In recent months, we have begun to see venture financing rounds that include the negotiation of “pay-to-play” provisions. These provisions have been largely absent in recent years due to the buoyant financing environment. However, at times when companies face greater challenges in raising funds under their current capital structure, these powerful recapitalization tools may be deployed to encourage reinvestment and new investment into a company. “Pay-to-play” provisions can help deliver the necessary funds, but it is important that companies evaluate and implement them in a manner that anticipates and mitigates the associated risks.
WHAT ARE “PAY-TO-PLAY” PROVISIONS?
In financing rounds that include some element of recapitalization, a company will seek to attract new financing by modifying the economic rights of prior investment rounds, including the priorities, liquidation preferences or valuations of one or more classes or series of preferred shares.
“Pay-to-play” provisions take different forms, but their fundamental purpose is to incentivize existing investors to continue to support the company. These terms can be presented to investors as a carrot or a stick (or both together) and may have been incorporated into a company’s governance documents during a prior financing round or, as we are now seeing more frequently, introduced in the context of a new round of investment where subscriptions are falling short of the company’s needs.
COMPULSORY CONVERSION OF SHARES
A common “pay-to-play” approach is to punish existing investors who fail to take up their pro rata share of a new financing round by compelling the conversion of some or all of their prior investment into either common shares or a newly created class of preferred shares having reduced economic entitlements.

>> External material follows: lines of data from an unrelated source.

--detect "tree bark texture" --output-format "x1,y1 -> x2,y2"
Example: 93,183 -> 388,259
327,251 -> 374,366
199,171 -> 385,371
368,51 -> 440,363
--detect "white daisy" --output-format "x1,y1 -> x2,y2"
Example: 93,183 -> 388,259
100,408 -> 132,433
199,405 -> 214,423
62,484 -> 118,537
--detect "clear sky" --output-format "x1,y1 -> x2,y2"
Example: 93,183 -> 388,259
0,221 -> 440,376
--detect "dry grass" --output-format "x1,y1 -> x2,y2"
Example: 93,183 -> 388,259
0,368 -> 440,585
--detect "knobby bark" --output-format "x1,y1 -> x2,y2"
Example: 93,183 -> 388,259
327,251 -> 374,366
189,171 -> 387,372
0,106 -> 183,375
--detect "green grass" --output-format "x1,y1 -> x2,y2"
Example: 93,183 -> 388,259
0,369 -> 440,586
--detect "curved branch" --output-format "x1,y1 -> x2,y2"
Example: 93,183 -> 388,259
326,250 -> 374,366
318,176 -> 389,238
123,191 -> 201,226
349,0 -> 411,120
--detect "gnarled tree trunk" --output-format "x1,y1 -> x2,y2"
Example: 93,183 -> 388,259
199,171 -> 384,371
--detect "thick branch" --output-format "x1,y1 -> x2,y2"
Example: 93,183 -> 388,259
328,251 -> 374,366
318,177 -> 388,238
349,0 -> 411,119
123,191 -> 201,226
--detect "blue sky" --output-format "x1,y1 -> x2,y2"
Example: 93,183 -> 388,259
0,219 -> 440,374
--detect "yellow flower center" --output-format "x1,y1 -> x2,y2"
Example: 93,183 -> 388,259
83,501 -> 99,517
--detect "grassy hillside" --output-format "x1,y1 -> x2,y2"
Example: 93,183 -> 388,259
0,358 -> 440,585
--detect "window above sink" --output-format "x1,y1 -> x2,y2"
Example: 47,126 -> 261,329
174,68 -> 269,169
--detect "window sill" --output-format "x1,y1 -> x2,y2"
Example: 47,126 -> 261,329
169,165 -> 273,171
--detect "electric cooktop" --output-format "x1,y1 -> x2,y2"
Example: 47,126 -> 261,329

In the case of a conversion to a new class of preferred shares, other rights associated with the existing class of preferred shares, such as voting approvals, board participation entitlements, pre-emptive rights to participate in future financing rounds and other rights provided only to so-called “major investors” may be adversely altered. The conversion can be imposed on all shares held by an investor that does not subscribe for its full entitlement in the new financing. Alternately, only a portion of the investor’s existing shares may be converted, in a manner that correlates to the proportionate participation in the new round. The distinctions among classes and series of existing preferred shares may be preserved by conversion into distinct new classes or series, or all converted shares may be consolidated into a single class. There is a broad range of possibilities.
“PULL-THROUGH” OR “PULL-UP” TRANSACTIONS
“Pull-through” or “pull-up” transactions, by contrast, offer existing investors a reward for participating in the new financing round. While they take various forms, the general idea is that an investor has the opportunity to exchange existing preferred shares for a new class of preferred shares, based on the degree of their participation in the new financing.
The new preferred shares may be identical to the investor’s existing preferred shares but superior in priority or may include other superior terms. Existing preferred shares that remain unexchanged may merely be disadvantaged by being subordinate in priority to the new preferred shares or may face compulsory conversion into common shares or a class of preferred shares having reduced rights. In the latter circumstances, the reward of a beneficial share exchange offered to participating investors is coupled with the punishment of an adverse share conversion imposed on investors who do not adequately participate in the current financing — the carrot and the stick.
OBTAINING INVESTOR SUPPORT
Earlier this year, it was reported that Silicon Valley heavyweight Sequoia Capital declined to participate in a “pay-to-play” financing proposed by one of its portfolio companies. Faced with the decision to either reinvest or suffer a level of dilution that would largely eliminate its existing investment, Sequoia walked away, and its representative resigned from the company’s board. While the company succeeded in raising the necessary funding from other existing investors, this is a cautionary tale for companies pursuing a recapitalization. In other cases, existing investors have successfully pushed back on proposed financing terms that they felt were overly punitive.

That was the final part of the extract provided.